As a boy, Pogue came here to see the famous cold-water geyser, which is akin to its hot-water counterpart except that carbon-dioxide bubbles — not steam — drive the eruptions. “The old-timers drank the water if they got sick,” he says. “It’s like sodium bicarbonate. If you’ve got a bout of gas, that’ll cure you. You’ll burp a couple of times and then you can go your own way.”

Pogue blames Lady Bird Johnson for ruining Woodside. Her 1960s highway beautification program tore down the unsightly billboards along U.S. Route 6, many advertising the town’s geyser attraction. Without signs to guide them, tourists buzzed on by.

Today, without constant caretaking, the geyser is a sorry sight — a tiny gurgle plugged by logs and rocks thrown in by kids and other mischief-makers. In 1970, the Woodside cafe burned down while the old service station opened and closed with different owners. Now, as one blogger who has traversed Highway 6 writes, “only the bravest of highway travelers venture in to see if anyone is actually there.”

Despite, or perhaps because of, its otherworldly remoteness, Woodside has played supporting roles in film and television.
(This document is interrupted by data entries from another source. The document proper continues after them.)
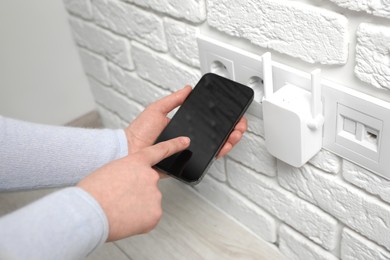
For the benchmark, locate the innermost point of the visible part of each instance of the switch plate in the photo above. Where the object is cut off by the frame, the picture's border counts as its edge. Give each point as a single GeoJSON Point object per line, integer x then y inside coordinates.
{"type": "Point", "coordinates": [235, 64]}
{"type": "Point", "coordinates": [357, 127]}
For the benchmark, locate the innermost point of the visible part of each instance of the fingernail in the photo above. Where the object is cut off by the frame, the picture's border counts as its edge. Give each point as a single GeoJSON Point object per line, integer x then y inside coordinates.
{"type": "Point", "coordinates": [185, 140]}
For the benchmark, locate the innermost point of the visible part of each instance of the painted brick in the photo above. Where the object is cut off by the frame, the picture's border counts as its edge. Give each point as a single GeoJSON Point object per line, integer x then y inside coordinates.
{"type": "Point", "coordinates": [296, 29]}
{"type": "Point", "coordinates": [163, 70]}
{"type": "Point", "coordinates": [218, 169]}
{"type": "Point", "coordinates": [303, 216]}
{"type": "Point", "coordinates": [131, 22]}
{"type": "Point", "coordinates": [252, 152]}
{"type": "Point", "coordinates": [131, 85]}
{"type": "Point", "coordinates": [326, 161]}
{"type": "Point", "coordinates": [110, 120]}
{"type": "Point", "coordinates": [113, 47]}
{"type": "Point", "coordinates": [79, 7]}
{"type": "Point", "coordinates": [190, 10]}
{"type": "Point", "coordinates": [367, 180]}
{"type": "Point", "coordinates": [251, 216]}
{"type": "Point", "coordinates": [297, 247]}
{"type": "Point", "coordinates": [182, 41]}
{"type": "Point", "coordinates": [378, 8]}
{"type": "Point", "coordinates": [356, 247]}
{"type": "Point", "coordinates": [364, 214]}
{"type": "Point", "coordinates": [126, 109]}
{"type": "Point", "coordinates": [95, 66]}
{"type": "Point", "coordinates": [372, 55]}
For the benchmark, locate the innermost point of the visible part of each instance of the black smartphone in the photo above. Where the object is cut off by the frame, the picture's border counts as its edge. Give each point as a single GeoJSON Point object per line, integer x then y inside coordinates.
{"type": "Point", "coordinates": [207, 117]}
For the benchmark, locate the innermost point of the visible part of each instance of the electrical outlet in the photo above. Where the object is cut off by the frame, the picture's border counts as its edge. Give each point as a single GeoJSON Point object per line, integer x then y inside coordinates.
{"type": "Point", "coordinates": [235, 64]}
{"type": "Point", "coordinates": [357, 127]}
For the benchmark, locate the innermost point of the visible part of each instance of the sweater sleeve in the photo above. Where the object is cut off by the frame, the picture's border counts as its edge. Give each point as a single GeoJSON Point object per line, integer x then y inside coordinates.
{"type": "Point", "coordinates": [68, 224]}
{"type": "Point", "coordinates": [35, 156]}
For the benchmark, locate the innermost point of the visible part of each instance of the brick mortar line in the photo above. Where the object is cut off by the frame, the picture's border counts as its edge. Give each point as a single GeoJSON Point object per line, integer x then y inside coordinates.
{"type": "Point", "coordinates": [162, 15]}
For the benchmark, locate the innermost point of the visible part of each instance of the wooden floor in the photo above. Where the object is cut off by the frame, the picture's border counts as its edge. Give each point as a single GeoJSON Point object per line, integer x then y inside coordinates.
{"type": "Point", "coordinates": [190, 229]}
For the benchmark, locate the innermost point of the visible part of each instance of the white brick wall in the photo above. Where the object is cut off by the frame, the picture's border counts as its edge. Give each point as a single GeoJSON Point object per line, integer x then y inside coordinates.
{"type": "Point", "coordinates": [373, 55]}
{"type": "Point", "coordinates": [137, 51]}
{"type": "Point", "coordinates": [356, 247]}
{"type": "Point", "coordinates": [299, 30]}
{"type": "Point", "coordinates": [378, 8]}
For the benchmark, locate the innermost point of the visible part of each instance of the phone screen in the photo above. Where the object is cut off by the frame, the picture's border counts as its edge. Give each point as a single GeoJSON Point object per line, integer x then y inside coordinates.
{"type": "Point", "coordinates": [207, 117]}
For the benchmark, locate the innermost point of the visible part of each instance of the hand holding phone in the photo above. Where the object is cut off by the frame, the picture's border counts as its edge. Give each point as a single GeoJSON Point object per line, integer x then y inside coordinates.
{"type": "Point", "coordinates": [207, 117]}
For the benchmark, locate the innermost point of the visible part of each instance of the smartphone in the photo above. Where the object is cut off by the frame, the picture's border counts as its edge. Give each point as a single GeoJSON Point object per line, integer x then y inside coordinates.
{"type": "Point", "coordinates": [207, 117]}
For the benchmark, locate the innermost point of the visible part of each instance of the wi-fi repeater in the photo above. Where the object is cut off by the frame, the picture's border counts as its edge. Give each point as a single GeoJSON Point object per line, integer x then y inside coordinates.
{"type": "Point", "coordinates": [292, 117]}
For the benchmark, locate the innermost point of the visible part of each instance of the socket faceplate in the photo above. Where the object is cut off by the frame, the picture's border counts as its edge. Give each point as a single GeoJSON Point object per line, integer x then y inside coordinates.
{"type": "Point", "coordinates": [357, 127]}
{"type": "Point", "coordinates": [233, 63]}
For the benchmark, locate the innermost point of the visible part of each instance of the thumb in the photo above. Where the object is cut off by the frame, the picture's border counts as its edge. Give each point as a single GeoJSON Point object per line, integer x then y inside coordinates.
{"type": "Point", "coordinates": [156, 153]}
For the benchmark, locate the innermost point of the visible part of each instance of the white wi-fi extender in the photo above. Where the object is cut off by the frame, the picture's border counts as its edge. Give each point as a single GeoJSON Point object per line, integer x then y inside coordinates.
{"type": "Point", "coordinates": [293, 118]}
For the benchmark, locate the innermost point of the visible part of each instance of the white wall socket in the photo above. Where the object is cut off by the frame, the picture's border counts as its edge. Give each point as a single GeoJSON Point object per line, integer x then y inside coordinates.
{"type": "Point", "coordinates": [357, 126]}
{"type": "Point", "coordinates": [235, 64]}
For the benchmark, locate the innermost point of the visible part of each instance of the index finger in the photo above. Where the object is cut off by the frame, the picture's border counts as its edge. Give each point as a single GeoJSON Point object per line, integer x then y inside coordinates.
{"type": "Point", "coordinates": [170, 102]}
{"type": "Point", "coordinates": [158, 152]}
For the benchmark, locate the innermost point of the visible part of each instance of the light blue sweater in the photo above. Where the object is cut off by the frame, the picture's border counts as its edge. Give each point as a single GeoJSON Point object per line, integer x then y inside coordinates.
{"type": "Point", "coordinates": [68, 224]}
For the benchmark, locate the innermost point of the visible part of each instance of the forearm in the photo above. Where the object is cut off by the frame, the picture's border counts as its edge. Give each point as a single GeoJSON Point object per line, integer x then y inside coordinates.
{"type": "Point", "coordinates": [33, 155]}
{"type": "Point", "coordinates": [68, 224]}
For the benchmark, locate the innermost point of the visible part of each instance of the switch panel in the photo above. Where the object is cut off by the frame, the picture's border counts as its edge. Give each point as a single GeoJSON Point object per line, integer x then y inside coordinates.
{"type": "Point", "coordinates": [235, 64]}
{"type": "Point", "coordinates": [357, 127]}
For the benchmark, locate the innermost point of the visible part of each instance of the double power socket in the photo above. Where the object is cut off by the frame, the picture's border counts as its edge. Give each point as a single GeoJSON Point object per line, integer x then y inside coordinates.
{"type": "Point", "coordinates": [357, 126]}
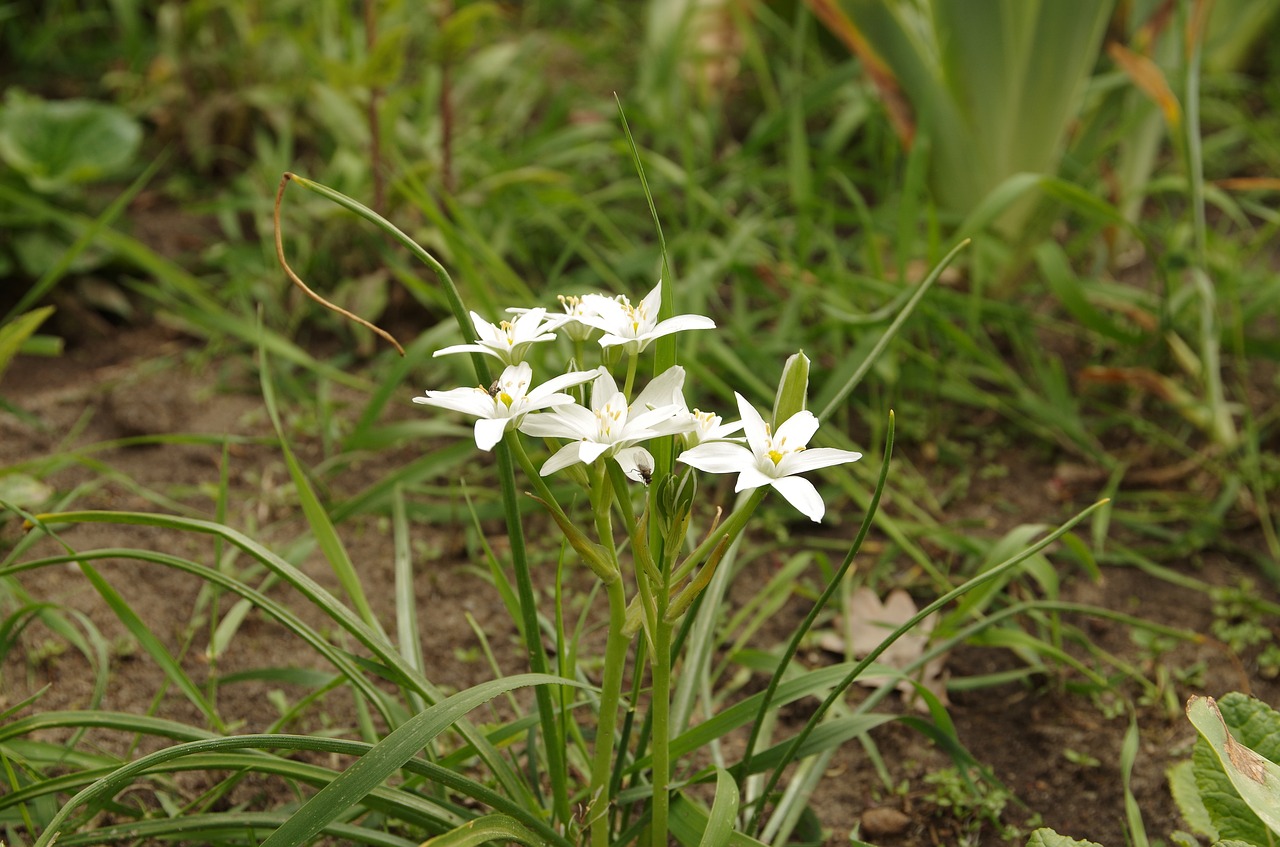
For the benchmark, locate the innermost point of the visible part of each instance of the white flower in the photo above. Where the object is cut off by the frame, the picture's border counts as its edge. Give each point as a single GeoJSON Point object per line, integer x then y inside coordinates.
{"type": "Point", "coordinates": [667, 389]}
{"type": "Point", "coordinates": [772, 458]}
{"type": "Point", "coordinates": [609, 427]}
{"type": "Point", "coordinates": [507, 340]}
{"type": "Point", "coordinates": [708, 427]}
{"type": "Point", "coordinates": [504, 402]}
{"type": "Point", "coordinates": [635, 326]}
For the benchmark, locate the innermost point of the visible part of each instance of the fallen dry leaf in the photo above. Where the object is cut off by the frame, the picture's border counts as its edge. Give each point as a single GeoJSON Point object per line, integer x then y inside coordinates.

The huge tanker truck explosion in “Thelma and Louise” was shot here, along with various motorcycle ads, and religious movies by the evangelist Billy Graham and the Mormon Church. “Moses cut out the Ten Commandments right at the base of that hill,” said Pogue, pointing east toward a pile of rocks. “And John the Baptist bathed Jesus right over there in the Price River.”

For years, Pogue battled the Bureau of Land Management, which he dismisses as the “Big Land Monster.” He says officials confiscated his cattle, denied him water rights and made his life miserable. In a statement, the agency said that “it has been more than 10 years since the BLM has had any formal interaction with Mr. Pogue,” with whom officials worked with “on property boundary issues.”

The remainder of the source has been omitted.